I swore to myself and waded toward my bedroom. The burst pipe continued to spew water into the apartment, filling it bit by bit. It wouldn’t be long until it reached the ceiling. It wouldn’t be long until all my possessions were destroyed. The others weren’t terribly interested in leaving, almost like they were prepared to drown for no good reason. Belinda’s tuxedoed quail swam by, kicking its feet and billowing steam in little whistles. I motioned to pet it, but it snapped at my hand so I let it be.
All of my clothes were soaking wet. It almost wasn’t worth changing, but I wanted to look nice for mum. She used to knit me jumpers before she got sick
. Each jumper bore the same basic design of a ninja turtle. They were poorly made, but I couldn’t part with them. The coarse wool she used always made my arms and neck break out in a painful rash. They were torture devices more than clothing, but I loved them. I imagined my mother’s able hands working the needles. These were important relics of my mother’s flirtation with health. I slid one of these jumpers over my head and felt the wool scratch at my skin.
I waded toward the front door.
“Where are you going in that dreadful jumper?” asked Arthur.
“It doesn’t matter where I’m going,” I replied. “I’ll be back soon.
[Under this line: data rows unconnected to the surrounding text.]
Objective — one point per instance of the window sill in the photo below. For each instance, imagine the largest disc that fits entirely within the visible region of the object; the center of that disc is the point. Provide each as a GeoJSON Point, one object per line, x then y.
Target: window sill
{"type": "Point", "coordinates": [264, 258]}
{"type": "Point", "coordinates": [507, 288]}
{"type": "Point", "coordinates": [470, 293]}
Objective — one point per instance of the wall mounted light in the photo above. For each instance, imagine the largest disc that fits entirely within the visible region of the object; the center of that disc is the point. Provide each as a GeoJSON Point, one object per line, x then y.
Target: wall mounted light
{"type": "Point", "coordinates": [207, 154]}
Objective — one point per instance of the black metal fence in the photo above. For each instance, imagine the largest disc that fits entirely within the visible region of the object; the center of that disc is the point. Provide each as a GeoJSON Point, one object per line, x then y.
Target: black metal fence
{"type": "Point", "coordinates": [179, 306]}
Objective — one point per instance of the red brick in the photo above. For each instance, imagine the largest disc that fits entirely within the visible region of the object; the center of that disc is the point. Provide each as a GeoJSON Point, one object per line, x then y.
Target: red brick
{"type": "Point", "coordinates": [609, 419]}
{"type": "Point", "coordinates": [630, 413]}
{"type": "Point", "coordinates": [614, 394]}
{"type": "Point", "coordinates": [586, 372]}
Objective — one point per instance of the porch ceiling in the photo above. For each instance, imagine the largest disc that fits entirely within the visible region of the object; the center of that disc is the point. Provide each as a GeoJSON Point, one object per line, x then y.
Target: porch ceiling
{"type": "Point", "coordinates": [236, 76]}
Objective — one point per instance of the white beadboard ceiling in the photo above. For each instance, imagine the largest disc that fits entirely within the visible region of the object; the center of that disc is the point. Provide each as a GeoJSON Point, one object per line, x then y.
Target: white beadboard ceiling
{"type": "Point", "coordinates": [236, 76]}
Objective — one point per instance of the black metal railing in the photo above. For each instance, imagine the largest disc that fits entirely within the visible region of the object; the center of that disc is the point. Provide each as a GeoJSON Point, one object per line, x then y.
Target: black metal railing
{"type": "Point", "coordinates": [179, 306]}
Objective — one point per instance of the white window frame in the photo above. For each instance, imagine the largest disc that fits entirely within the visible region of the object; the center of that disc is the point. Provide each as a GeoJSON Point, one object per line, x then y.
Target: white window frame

Just tell Fiona I had to pick something up from work.”
Arthur stood before me, pan flute in hand, gearing up to give me a performance.
“Look, my lad… don’t take this the wrong way, but I don’t believe you. Where are you really going?”
The others joined Arthur and crowded around me, refusing my exit. Even Belinda seemed intent on stopping me.
“What are you guys doing? Let me out.”
“Fiona wouldn’t like that at all,” said Belinda’s mother.
“I don’t care what Fiona would like. I have a right to see my own fucking mother.”
I swore to myself again, absolutely livid that I let my true intentions slip so easily.
Vince approached me with a length of rope dangling in his hands.
“I’m so sorry, Bruce,” he said. “I think you know full well that we can’t let you do that. It goes completely against the rules.”
They all restrained me as Vince slipped the rope behind my back. I fought against it, but my physical deterioration was such that the fight was fruitless. Regret danced about their faces as they manoeuvred me into a chair. Arthur contained my arms while Rhonda worked on my legs. Vince wrapped the rope around and around until it squeezed me like a hug from grandma. Belinda climbed on my lap and placed a lit cigarette between my lips, which I sucked upon gratefully. The coils of smoke stung my eyes as it rotated toward the ceiling.
“I don’t understand how you could do this to me,” I said. “We’re like family.”